第48話 二人でババ抜き

「うーむ……これだっ!」


 レアさんが私の手から一枚トランプを抜いていく。

 項垂れるレアさん、残念、ながら芳しくなかった様子だ。


「むぅ、揃っていない」


 そして、私にレアさんの手札を裏にして構える。


「さぁ、ハル殿の番だぞ」


 私は、無言でレアさんから一枚を抜く。

 揃った。揃ったカードを捨てる。これで私の手札はなくなった。


「また私の勝ちですね」


「な、なぜだ! なぜ勝てない!」


 昨日の今日で受け取ったトランプで早速遊んでいる。

 持ってきてから、そういえば、言葉違うから数字も違ってわからない? と思ったけど。

 どうやら数字の表記は同じらしい。

 日本語と英語で読み方は違うけど、表記は同じみたいなものかな?

 異世界でも共通だったことがびっくりだよ。


 やるゲームは一番メジャーどころということでババ抜きにした。

 既に20戦になる。

 そしてその20戦とも、私の勝ちだ。


「も、もう一回だ! もう一度頼む!」


「もう、いいじゃないですか。
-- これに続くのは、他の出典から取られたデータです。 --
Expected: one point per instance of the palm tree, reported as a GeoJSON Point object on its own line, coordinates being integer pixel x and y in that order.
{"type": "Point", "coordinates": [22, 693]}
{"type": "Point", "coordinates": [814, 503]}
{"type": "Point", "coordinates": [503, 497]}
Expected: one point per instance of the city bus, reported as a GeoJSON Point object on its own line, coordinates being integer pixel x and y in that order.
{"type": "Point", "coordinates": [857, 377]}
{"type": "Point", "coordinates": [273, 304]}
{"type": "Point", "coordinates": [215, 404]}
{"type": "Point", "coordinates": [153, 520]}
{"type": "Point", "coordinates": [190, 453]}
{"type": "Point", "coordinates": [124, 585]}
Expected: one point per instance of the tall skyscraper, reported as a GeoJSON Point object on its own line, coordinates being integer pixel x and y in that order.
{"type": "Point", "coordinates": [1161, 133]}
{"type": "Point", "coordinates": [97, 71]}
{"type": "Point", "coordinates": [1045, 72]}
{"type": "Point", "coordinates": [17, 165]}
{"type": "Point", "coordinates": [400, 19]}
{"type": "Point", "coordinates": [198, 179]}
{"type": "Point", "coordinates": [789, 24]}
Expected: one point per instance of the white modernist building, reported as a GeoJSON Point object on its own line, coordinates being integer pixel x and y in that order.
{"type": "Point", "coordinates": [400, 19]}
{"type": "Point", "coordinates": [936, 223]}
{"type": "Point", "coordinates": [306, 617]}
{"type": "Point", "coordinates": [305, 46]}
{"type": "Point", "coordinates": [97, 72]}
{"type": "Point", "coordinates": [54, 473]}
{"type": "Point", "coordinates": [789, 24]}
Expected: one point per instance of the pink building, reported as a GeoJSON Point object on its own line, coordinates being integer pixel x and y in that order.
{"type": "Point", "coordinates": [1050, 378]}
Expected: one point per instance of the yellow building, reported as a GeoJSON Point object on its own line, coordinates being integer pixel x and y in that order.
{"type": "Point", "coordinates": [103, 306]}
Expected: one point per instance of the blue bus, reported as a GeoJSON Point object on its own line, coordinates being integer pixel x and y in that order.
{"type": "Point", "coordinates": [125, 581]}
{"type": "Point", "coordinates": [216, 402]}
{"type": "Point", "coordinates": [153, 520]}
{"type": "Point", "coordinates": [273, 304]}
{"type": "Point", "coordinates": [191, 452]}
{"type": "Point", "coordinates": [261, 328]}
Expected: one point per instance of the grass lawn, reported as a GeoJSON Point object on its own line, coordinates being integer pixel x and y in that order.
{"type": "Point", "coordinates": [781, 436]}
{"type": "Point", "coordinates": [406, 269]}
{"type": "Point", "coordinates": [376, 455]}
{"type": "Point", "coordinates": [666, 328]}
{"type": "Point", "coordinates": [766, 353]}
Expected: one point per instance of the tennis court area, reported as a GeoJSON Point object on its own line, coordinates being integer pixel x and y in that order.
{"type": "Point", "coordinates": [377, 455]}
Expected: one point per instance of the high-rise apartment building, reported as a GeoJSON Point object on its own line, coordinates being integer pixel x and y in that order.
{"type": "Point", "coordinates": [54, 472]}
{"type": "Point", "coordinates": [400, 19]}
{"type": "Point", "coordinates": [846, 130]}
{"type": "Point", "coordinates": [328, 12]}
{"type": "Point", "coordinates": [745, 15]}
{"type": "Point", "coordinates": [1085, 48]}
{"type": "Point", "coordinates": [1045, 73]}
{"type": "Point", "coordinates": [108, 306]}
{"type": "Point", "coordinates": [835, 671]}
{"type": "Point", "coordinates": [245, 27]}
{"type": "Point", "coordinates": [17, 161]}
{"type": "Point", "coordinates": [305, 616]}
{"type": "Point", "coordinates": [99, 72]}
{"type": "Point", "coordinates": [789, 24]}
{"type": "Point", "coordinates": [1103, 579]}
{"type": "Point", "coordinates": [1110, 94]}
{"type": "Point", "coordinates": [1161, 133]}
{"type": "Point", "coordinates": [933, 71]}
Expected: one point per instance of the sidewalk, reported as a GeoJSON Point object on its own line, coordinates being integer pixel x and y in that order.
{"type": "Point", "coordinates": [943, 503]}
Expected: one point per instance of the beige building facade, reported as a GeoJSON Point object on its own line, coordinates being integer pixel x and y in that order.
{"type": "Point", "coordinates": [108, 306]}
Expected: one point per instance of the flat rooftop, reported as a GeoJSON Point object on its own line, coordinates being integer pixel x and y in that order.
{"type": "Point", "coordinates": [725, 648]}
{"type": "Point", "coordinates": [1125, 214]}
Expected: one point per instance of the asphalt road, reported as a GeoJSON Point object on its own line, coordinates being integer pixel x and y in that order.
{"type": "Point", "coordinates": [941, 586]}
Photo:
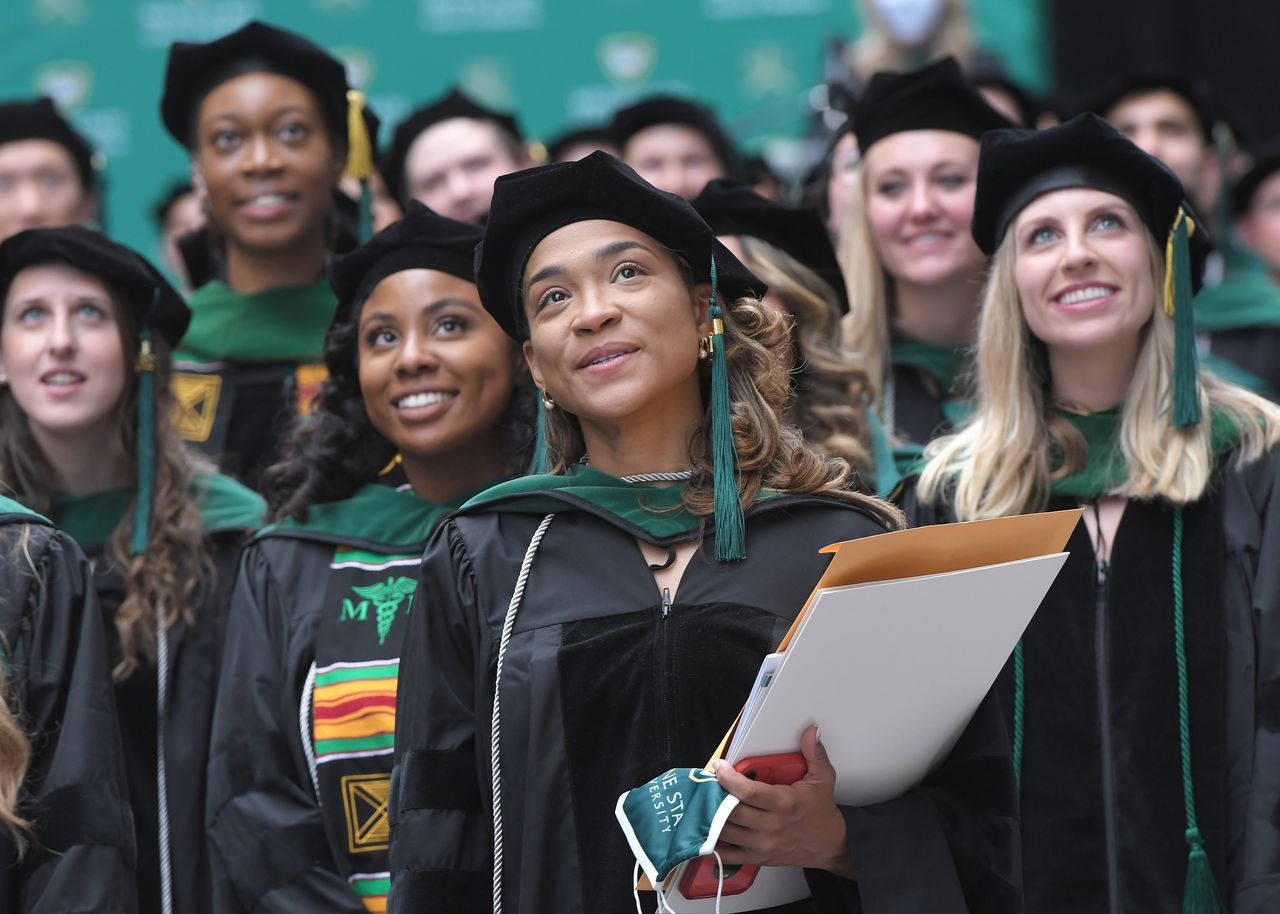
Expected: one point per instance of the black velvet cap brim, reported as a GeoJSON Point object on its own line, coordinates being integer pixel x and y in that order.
{"type": "Point", "coordinates": [1019, 165]}
{"type": "Point", "coordinates": [195, 69]}
{"type": "Point", "coordinates": [421, 241]}
{"type": "Point", "coordinates": [933, 97]}
{"type": "Point", "coordinates": [529, 205]}
{"type": "Point", "coordinates": [734, 209]}
{"type": "Point", "coordinates": [452, 104]}
{"type": "Point", "coordinates": [149, 296]}
{"type": "Point", "coordinates": [39, 119]}
{"type": "Point", "coordinates": [668, 109]}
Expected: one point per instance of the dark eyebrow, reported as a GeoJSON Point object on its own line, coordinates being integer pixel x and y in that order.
{"type": "Point", "coordinates": [609, 250]}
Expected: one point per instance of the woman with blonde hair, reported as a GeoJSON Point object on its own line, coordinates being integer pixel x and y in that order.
{"type": "Point", "coordinates": [580, 630]}
{"type": "Point", "coordinates": [86, 435]}
{"type": "Point", "coordinates": [65, 830]}
{"type": "Point", "coordinates": [1146, 690]}
{"type": "Point", "coordinates": [914, 273]}
{"type": "Point", "coordinates": [790, 251]}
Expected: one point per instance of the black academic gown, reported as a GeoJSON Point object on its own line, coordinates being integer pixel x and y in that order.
{"type": "Point", "coordinates": [298, 822]}
{"type": "Point", "coordinates": [602, 689]}
{"type": "Point", "coordinates": [1102, 817]}
{"type": "Point", "coordinates": [80, 853]}
{"type": "Point", "coordinates": [918, 398]}
{"type": "Point", "coordinates": [195, 650]}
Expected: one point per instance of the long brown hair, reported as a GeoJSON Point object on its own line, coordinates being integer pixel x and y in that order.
{"type": "Point", "coordinates": [831, 392]}
{"type": "Point", "coordinates": [176, 569]}
{"type": "Point", "coordinates": [771, 452]}
{"type": "Point", "coordinates": [14, 745]}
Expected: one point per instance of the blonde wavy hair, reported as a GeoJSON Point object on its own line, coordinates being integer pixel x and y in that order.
{"type": "Point", "coordinates": [831, 393]}
{"type": "Point", "coordinates": [1015, 443]}
{"type": "Point", "coordinates": [771, 452]}
{"type": "Point", "coordinates": [865, 327]}
{"type": "Point", "coordinates": [874, 50]}
{"type": "Point", "coordinates": [176, 569]}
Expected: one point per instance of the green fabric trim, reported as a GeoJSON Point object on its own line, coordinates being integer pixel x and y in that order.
{"type": "Point", "coordinates": [375, 513]}
{"type": "Point", "coordinates": [1233, 373]}
{"type": "Point", "coordinates": [278, 325]}
{"type": "Point", "coordinates": [885, 474]}
{"type": "Point", "coordinates": [228, 505]}
{"type": "Point", "coordinates": [656, 513]}
{"type": "Point", "coordinates": [10, 507]}
{"type": "Point", "coordinates": [224, 505]}
{"type": "Point", "coordinates": [1243, 300]}
{"type": "Point", "coordinates": [1104, 465]}
{"type": "Point", "coordinates": [944, 362]}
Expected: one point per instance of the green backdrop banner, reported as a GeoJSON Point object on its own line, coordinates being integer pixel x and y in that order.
{"type": "Point", "coordinates": [554, 62]}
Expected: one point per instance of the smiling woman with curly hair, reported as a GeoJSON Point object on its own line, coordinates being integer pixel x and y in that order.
{"type": "Point", "coordinates": [584, 629]}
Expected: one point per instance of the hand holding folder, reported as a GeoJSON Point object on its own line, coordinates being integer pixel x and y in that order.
{"type": "Point", "coordinates": [895, 649]}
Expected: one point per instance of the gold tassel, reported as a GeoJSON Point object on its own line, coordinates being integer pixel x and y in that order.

そろそろ別のゲームもやりましょうよ」


「じゃあ、もう一回! もう一回だけ同じゲームを……」


「そのセリフさっきも言っていましたよ……」


 というか、3回くらい同じことを言っている。


「ぐぬぅ……、しかし、一度も勝てないまま終わるわけには……」


 ほんとなんで勝てないんでしょうね。

 別に顔に出ているとかそういうわけではない。

 単に運の問題なんだろうか?

 それにしては凄い確率な気がするけど。


「うーん、では最後の一戦ですよ。ほんとに最後ですからね」


「わかった。今度こそ勝つぞ!」


 そうして、また私はババ抜きをする。

 さて、このババ抜きというゲーム。

 プレイヤー全員にカードが配られて、隣の人のカードを順番に抜いていき、揃ったら捨てるという単純なゲームだ。

 絶対に揃わないババを自分が持っていないことを顔に出さないようにするという心理戦があって楽しい。

 そんなゲームなのだが、二人でやるのには欠陥があることにそうそう気がついてしまった。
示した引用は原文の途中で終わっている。